Bringing the prison estate into a fair condition will cost an estimated £2.8bn, and will also require headroom in capacity. The Ministry of Justice (MoJ) has only received £520m in maintenance funding over the next two years. The PAC has asked MoJ to outline its plans to address the prison estate crisis within two months of the Sentencing Review’s publication.  

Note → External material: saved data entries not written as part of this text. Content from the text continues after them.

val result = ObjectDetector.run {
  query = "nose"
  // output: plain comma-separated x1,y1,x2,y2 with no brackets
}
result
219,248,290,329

The PAC’s report is critical of MoJ and HMPPS’ failures in increasing capacity. In 2021, Government committed to delivering 20,000 additional prison places by the mid-2020s. These plans were completely unrealistic, based on assumptions that planning permission would be secured for new prisons in 26 weeks. Plans to deliver the remaining places, expected five years late in 2031 and costing £4.2 billion (80%) more than planned, are also fraught with risk and uncertainty. Sites have already been used where development is easiest, and the collapse of major contractor ISG, which went into administration in September ’24 will cause further delays both to building new prisons and addressing the maintenance backlog. The PAC calls on both MoJ and HMPPS to outline what they are doing to assure Parliament that their plans are now realistic. 

Chair comment 

Sir Geoffrey Clifton-Brown MP, Chair of the Committee, said: “This Committee recognises and respects the extraordinary work carried out by prison staff. This work is often done in the most difficult circumstances, even when the system is working at optimal efficiency. But our inquiry has established that severely overcrowded prisons are in danger of becoming pressure cookers. Vital rehabilitative work providing purposeful activity including retraining would help to cut high rates of reoffending – but this work is sidelined as staff are forced to focus on maintaining control of increasingly unsafe environments. Many prisoners themselves are living in simply inhumane conditions, with their health needs often overlooked.  

“As with our recent inquiry into court backlogs, we find a Department grappling with the fallout of problems it should have predicted, while awaiting the judgment of an external review before taking any truly radical corrective action. Lives are being put at increasing risk by the Government’s historic failures to increase capacity. Despite the recent emergency release of thousands of prisoners, the system still faces total gridlock in a matter of months. It is now for the Government to act on the recommendations in our report if disaster is to be averted.”